Former Kansas City Chiefs and Atlanta Falcons tight end Tony Gonzalez is widely credited with helping to revolutionize the position, incorporating it more into the production of the offensive machine, rather than as an extension of the offensive line. Consequently, he holds, or has held, just about every conceivable tight end record of meaning.
One would think, then, that he sympathizes with the battle that New Orleans Saints tight end Jimmy Graham is fighting when it comes to positional pay.
Spoiler alert: he does.
Strongly, in fact. He argues that the NFL’s pay scales are backward, pointing that the other major leagues in North America don’t have pay scales based on position the way there is in professional football.
Gonzalez argues that tight end compensation is discriminatory, and that player pay “should be set based on production and contributions, not positions”.

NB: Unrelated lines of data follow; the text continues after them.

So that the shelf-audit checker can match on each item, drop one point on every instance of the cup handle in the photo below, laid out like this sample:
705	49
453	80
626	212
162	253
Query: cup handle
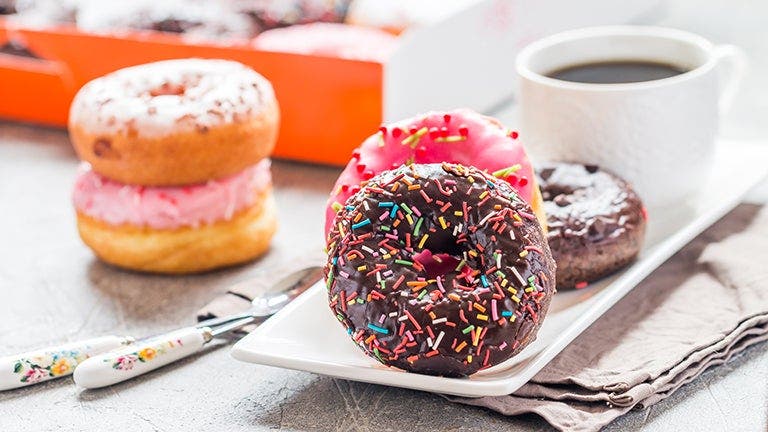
732	63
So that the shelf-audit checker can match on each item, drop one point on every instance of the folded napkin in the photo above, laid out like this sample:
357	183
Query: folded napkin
709	302
706	304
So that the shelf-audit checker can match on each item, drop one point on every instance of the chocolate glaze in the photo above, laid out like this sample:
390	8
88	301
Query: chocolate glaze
596	221
493	230
16	49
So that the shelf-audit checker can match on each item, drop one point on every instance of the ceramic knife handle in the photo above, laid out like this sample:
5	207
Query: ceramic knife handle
45	364
141	357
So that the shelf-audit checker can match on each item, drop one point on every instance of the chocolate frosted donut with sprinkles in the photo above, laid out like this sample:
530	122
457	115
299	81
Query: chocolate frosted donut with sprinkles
439	269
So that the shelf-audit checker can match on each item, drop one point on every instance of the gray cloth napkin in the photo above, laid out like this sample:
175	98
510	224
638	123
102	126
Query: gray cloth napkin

His argument certainly appears to make a great deal of sense on the surface, and is no doubt right, in essence. But is there a certain level of reality to the slotted, position-based scale of financial compensation unique to the game of football?

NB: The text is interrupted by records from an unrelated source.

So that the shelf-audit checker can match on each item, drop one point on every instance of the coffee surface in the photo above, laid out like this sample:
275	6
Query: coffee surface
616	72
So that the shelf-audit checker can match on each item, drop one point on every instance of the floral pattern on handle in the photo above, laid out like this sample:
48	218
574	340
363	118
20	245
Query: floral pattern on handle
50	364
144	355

In most other sports, it seems, there is a more equitable opportunity for a player of any position to excel and take a game over. In baseball, for example, most everybody steps up to the plate. In basketball, as in hockey, anybody can shoot the puck.
In football, the quarterback is in control of every play. Sure, there is a point guard in basketball, but he doesn’t have anywhere near the control of a quarterback.
On defense, certain positions are more prone to producing ‘splash plays’ such as sacks and turnovers. Accordingly, they’re often rewarded with the highest contracts.
Once upon a time, as mentioned, the tight end wasn’t often much more than just an extension of the offensive line. The tight end was just a slighter tackle that could sometimes catch the ball. There have been exceptions throughout history, but there hasn’t been so dynamic a shift in the way that tight ends are used until recent years.
Many of Gonzalez’s tight end records rival the greatest of wide receiver records. Yards, receptions, touchdowns. Compare his numbers to the wide receivers in the Hall of Fame, and you’ll see that he was a pass catcher. He put himself in the position to be an impact player that was uncommon at the time for tight ends.
This was something that he was aware of during his playing career. It’s why he held out of training camp over a decade ago, in 2001, when he was given the franchise tag, which resulted in a then record-setting contract for tight ends.
If Graham intends to continue his fight, then he’s got just about the best ambassador for his cause that you could ask for. Graham may not hold out, but there’s a pretty good chance that he’s about to become the highest-paid tight end in the history of the game, and one of the most highly compensated pass catchers in the league.